NLTK

Text Classification using NLTK and Support Vector Machines

Text Classification using NLTK and Support Vector Machines: Text classification is a common task in natural language processing (NLP), where the goal is to categorize text into predefined classes. In this tutorial, we will walk through the process of using Support Vector Machines (SVM) for text classification using Python’s Natural Language Toolkit (NLTK).

Table of Contents


Introduction to Support Vector Machines

Support Vector Machines (SVMs) are supervised learning models used for classification tasks. They work well with high-dimensional data and are particularly suited for text classification problems. SVMs aim to find a hyperplane that best separates the data into different classes.


Setting up the Environment

First, let’s install the necessary packages.

Python
pip install nltk
pip install scikit-learn

Now import the required libraries:

Python
import nltk
import random
from nltk.corpus import movie_reviews
from sklearn.feature_extraction.text import CountVectorizer
from sklearn import svm

Data Preparation

For this example, we’ll use the movie reviews dataset available in NLTK. This dataset contains 2,000 movie reviews categorized as positive or negative.

Python
# Load the dataset
documents = [(list(movie_reviews.words(fileid)), category)
             for category in movie_reviews.categories()
             for fileid in movie_reviews.fileids(category)]

# Shuffle the data
random.shuffle(documents)

Feature Extraction

We will convert the text data into numerical features using the Bag-of-Words model.

Python
# Prepare the data
all_words = nltk.FreqDist(w.lower() for w in movie_reviews.words())
word_features = list(all_words)[:2000]  # Use the top 2000 frequent words as features

# Function to create feature vector
def document_features(document):
    document_words = set(document)
    features = {}
    for word in word_features:
        features['contains({})'.format(word)] = (word in document_words)
    return features

# Create feature sets
featuresets = [(document_features(d), c) for (d, c) in documents]

Building the SVM Model

Let’s split the data into training and testing sets and build the SVM model.

Python
# Split the data
train_set, test_set = featuresets[100:], featuresets[:100]

# Prepare the data for sklearn
train_texts = [" ".join(d) for (d, c) in train_set]
train_labels = [c for (d, c) in train_set]

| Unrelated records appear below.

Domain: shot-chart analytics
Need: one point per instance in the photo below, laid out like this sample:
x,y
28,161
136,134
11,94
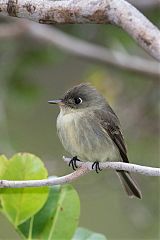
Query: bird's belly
x,y
83,139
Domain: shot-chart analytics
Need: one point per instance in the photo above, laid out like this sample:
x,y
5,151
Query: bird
x,y
89,130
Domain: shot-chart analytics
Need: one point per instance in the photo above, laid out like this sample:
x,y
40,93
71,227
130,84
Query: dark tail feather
x,y
129,184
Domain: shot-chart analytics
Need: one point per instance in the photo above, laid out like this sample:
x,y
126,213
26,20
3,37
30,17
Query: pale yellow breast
x,y
84,138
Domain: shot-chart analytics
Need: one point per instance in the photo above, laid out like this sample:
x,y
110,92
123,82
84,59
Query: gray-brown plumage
x,y
90,130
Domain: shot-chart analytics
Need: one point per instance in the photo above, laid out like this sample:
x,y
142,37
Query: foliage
x,y
40,213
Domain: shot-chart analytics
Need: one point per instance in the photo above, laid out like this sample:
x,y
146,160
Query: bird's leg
x,y
73,162
96,167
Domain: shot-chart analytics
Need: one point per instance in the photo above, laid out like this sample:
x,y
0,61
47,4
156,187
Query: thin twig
x,y
120,13
82,48
84,167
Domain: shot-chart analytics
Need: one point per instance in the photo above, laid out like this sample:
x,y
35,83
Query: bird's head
x,y
82,96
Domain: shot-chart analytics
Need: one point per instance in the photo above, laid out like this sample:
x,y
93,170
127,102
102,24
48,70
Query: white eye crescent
x,y
78,100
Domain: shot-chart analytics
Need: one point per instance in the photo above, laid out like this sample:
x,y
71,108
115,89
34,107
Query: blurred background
x,y
33,71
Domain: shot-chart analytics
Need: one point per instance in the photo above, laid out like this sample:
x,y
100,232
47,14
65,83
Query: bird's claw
x,y
73,162
96,167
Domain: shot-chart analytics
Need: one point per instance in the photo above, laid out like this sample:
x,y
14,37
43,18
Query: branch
x,y
84,167
141,4
82,48
116,12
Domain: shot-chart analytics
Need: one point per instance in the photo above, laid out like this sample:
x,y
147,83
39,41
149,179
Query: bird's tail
x,y
129,184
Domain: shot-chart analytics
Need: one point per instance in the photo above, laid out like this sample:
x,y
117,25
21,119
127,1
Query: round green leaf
x,y
20,204
85,234
59,217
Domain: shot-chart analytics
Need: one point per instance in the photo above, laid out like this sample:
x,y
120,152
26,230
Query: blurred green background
x,y
32,72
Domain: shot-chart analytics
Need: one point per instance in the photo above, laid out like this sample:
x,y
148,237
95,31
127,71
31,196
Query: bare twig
x,y
120,13
145,4
82,48
85,167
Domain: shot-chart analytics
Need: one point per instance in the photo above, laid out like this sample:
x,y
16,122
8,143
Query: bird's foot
x,y
73,162
96,167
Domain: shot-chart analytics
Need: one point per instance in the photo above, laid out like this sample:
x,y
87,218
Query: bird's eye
x,y
78,100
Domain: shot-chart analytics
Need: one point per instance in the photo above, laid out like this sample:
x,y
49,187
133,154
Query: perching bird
x,y
90,130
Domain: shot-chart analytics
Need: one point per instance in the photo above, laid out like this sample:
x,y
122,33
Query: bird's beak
x,y
59,101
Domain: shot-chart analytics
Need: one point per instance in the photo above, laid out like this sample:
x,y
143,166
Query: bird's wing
x,y
110,123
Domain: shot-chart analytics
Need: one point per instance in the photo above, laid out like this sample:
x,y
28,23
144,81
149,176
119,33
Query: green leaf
x,y
58,219
3,165
85,234
20,204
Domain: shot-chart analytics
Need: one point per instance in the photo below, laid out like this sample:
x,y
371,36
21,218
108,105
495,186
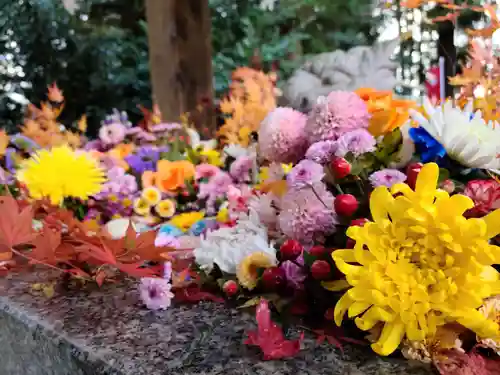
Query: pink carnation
x,y
336,114
112,134
240,168
485,194
304,174
206,171
156,293
307,215
281,136
357,143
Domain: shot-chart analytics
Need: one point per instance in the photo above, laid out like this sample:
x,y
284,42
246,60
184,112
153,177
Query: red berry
x,y
412,172
318,251
320,269
346,204
290,250
273,278
359,222
340,168
230,287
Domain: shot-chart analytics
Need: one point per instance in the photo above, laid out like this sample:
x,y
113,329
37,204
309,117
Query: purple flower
x,y
144,159
24,143
10,159
386,177
307,215
306,173
321,152
240,168
165,127
295,274
156,293
357,142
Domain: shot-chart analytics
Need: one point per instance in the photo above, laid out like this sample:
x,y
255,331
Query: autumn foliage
x,y
63,243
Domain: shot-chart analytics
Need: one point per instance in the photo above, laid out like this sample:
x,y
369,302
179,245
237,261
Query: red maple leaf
x,y
269,337
16,227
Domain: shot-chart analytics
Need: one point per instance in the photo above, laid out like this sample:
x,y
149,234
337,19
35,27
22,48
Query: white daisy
x,y
464,134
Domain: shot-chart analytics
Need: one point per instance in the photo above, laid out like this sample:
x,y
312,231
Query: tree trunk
x,y
180,50
447,49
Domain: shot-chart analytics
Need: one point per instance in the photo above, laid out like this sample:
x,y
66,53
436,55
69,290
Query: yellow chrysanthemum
x,y
419,265
186,220
165,208
141,207
213,157
152,195
247,270
61,173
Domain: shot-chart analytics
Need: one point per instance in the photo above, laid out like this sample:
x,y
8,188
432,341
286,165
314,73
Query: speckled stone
x,y
107,331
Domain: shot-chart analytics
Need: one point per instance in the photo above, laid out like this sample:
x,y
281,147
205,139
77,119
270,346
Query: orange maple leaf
x,y
16,226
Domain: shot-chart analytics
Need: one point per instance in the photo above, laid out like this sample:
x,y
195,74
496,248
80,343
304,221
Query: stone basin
x,y
107,331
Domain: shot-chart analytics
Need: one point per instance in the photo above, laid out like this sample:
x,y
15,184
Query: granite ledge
x,y
107,331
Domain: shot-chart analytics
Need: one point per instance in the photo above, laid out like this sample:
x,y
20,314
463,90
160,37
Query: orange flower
x,y
172,175
387,113
119,153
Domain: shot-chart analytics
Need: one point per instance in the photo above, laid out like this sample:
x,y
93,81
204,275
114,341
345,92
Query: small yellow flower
x,y
287,168
165,208
419,265
223,215
141,207
186,220
151,195
212,156
126,202
60,173
247,270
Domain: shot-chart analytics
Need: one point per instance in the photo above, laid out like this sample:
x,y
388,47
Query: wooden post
x,y
447,49
180,50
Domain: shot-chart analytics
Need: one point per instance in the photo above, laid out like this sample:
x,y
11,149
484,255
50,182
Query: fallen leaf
x,y
269,337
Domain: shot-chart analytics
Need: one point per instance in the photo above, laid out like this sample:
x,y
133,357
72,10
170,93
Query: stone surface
x,y
107,331
363,66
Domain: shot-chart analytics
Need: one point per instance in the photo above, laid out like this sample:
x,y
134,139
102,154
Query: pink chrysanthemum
x,y
304,174
321,152
357,143
281,136
307,214
156,293
240,169
338,113
112,134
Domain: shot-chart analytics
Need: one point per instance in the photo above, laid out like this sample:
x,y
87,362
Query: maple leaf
x,y
269,337
16,226
455,362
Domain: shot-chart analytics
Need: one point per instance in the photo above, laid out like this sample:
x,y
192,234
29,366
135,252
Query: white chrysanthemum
x,y
465,135
227,247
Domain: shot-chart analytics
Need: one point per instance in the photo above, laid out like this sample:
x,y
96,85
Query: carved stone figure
x,y
364,66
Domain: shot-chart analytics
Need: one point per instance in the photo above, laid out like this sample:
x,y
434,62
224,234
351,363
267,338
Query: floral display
x,y
370,220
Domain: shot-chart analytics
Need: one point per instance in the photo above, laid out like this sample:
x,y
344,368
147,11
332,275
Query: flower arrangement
x,y
369,213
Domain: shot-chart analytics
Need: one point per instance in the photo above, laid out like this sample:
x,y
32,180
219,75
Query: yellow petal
x,y
389,340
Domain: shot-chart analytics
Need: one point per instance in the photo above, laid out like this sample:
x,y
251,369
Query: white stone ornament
x,y
364,66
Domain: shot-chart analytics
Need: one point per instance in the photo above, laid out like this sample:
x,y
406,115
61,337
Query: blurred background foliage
x,y
99,55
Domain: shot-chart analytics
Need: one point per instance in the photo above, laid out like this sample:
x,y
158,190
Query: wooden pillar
x,y
180,50
447,49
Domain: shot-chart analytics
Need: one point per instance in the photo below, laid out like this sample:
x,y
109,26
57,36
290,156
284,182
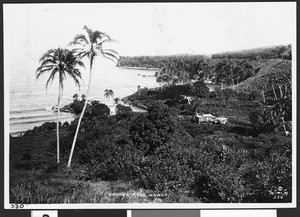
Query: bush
x,y
175,92
262,120
99,109
151,131
123,112
200,89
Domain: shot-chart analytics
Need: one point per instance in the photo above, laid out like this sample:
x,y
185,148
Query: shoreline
x,y
112,112
137,68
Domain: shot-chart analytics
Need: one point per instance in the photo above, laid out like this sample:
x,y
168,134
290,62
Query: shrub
x,y
200,89
99,109
262,120
151,131
123,112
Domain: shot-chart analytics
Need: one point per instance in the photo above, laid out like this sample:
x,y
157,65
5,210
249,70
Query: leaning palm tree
x,y
90,46
108,93
139,90
60,62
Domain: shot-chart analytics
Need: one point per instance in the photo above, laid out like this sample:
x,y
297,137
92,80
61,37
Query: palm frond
x,y
79,39
48,54
51,77
110,56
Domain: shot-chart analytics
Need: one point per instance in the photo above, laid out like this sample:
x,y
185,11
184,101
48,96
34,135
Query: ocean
x,y
30,102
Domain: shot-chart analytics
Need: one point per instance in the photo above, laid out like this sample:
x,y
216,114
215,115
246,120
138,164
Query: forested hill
x,y
228,68
185,60
270,52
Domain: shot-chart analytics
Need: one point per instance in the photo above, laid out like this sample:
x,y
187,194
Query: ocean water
x,y
30,102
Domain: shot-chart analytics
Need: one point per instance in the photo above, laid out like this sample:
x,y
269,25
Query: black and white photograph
x,y
150,105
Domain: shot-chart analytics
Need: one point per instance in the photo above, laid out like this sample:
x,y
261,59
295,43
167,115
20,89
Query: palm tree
x,y
108,93
139,90
117,100
90,46
59,62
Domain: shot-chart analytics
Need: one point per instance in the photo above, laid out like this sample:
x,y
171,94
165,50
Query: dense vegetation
x,y
164,153
273,52
242,161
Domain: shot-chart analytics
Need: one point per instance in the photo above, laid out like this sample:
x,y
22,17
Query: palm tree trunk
x,y
263,95
81,115
57,124
274,92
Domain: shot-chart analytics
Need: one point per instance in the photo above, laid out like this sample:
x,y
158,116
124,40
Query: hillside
x,y
269,52
268,70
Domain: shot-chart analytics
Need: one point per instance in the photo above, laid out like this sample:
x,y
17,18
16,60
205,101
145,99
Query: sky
x,y
145,28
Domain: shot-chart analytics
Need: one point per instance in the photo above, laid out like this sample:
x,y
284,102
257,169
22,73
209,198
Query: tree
x,y
201,90
108,93
148,132
227,93
123,112
60,62
90,46
117,100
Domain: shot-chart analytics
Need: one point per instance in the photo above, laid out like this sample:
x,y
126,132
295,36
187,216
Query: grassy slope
x,y
266,68
37,179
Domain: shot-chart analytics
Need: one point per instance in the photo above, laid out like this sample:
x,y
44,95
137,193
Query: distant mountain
x,y
268,52
264,71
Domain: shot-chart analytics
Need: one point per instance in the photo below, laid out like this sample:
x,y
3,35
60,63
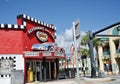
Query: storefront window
x,y
6,66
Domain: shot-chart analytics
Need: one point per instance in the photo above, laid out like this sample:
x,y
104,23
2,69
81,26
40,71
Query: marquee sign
x,y
29,54
41,33
42,36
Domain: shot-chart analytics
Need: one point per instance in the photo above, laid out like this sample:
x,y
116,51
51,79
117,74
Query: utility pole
x,y
93,67
76,34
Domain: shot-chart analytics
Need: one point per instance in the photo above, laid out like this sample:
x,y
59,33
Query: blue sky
x,y
93,14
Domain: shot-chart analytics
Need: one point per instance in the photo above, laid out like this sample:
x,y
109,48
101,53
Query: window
x,y
6,66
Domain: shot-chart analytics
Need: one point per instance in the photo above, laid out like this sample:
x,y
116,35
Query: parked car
x,y
40,47
48,46
53,47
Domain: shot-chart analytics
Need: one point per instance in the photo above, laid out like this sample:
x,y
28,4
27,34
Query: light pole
x,y
93,67
77,65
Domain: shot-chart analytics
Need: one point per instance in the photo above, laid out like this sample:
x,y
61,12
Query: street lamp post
x,y
93,69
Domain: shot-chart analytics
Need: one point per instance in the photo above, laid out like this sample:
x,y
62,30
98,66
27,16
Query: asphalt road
x,y
113,79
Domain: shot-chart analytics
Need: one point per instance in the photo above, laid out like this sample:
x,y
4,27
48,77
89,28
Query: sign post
x,y
76,35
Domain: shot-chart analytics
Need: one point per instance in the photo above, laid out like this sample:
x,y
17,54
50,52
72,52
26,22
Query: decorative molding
x,y
25,17
14,65
12,26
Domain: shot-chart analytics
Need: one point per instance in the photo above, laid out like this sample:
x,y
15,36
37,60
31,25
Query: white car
x,y
39,47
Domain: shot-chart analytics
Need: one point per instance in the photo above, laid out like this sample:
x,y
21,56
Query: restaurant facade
x,y
16,51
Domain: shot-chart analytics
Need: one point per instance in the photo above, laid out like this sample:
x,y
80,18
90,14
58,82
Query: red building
x,y
16,49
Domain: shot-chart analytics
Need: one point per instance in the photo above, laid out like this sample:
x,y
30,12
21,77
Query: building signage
x,y
58,54
42,36
34,29
27,54
41,33
47,54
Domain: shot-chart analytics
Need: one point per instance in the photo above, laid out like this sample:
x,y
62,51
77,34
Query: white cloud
x,y
65,40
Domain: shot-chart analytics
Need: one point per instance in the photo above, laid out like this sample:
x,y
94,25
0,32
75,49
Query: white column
x,y
112,53
100,54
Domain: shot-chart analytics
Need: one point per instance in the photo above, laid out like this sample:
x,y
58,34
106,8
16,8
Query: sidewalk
x,y
83,80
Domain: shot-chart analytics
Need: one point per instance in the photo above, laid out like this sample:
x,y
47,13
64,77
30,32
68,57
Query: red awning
x,y
41,54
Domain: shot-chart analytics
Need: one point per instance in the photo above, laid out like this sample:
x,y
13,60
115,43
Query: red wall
x,y
18,40
11,41
30,39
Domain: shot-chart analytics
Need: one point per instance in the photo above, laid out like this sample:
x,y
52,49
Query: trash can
x,y
101,74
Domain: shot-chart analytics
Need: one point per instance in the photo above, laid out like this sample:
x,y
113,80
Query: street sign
x,y
76,27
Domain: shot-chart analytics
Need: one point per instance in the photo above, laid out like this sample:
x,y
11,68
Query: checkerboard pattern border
x,y
14,65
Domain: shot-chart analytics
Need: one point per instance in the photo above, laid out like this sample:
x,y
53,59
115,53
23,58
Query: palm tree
x,y
96,43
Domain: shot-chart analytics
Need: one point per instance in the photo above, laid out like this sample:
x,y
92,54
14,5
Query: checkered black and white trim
x,y
35,20
13,58
13,26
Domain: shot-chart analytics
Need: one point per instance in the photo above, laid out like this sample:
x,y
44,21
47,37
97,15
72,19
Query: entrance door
x,y
46,71
38,71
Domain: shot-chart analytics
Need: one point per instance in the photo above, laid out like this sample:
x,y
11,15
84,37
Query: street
x,y
112,79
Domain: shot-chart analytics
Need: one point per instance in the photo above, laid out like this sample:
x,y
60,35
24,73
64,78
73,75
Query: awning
x,y
42,54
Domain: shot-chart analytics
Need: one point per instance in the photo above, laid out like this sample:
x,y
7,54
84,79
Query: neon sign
x,y
42,36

vectorizer = CountVectorizer()
train_vectors = vectorizer.fit_transform(train_texts)

# Create the SVM model
classifier = svm.SVC()
classifier.fit(train_vectors, train_labels)

Evaluation

Let’s evaluate the model on the test set.

Python
# Prepare the test data
test_texts = [" ".join(d) for (d, c) in test_set]
test_labels = [c for (d, c) in test_set]
test_vectors = vectorizer.transform(test_texts)

# Evaluate the model
accuracy = classifier.score(test_vectors, test_labels)
print(f"Accuracy: {accuracy * 100:.2f}%")

FAQs for Text Classification using NLTK and Support Vector Machines

Q. What are Support Vector Machines?
A. Support Vector Machines (SVMs) are supervised learning algorithms used mainly for classification tasks. They work by finding a hyperplane that best separates the data into different classes.

Q. Why use SVM for text classification?
A. SVMs work well with high-dimensional data, making them well-suited for text classification problems where the feature space is large.

Q. How do I choose the features for my text data?
A. Common methods include using Bag-of-Words, TF-IDF, or word embeddings. In this tutorial, we used the Bag-of-Words model.

Q. How do I evaluate my model?
A. Common metrics for evaluation include accuracy, precision, recall, and F1 score. In this tutorial, we used accuracy as our evaluation metric.

Q. Can I use other kernels in the SVM?
A. Yes, SVMs support various kernel functions like linear, polynomial, and radial basis function (RBF). You can specify the kernel type when initializing the SVC class.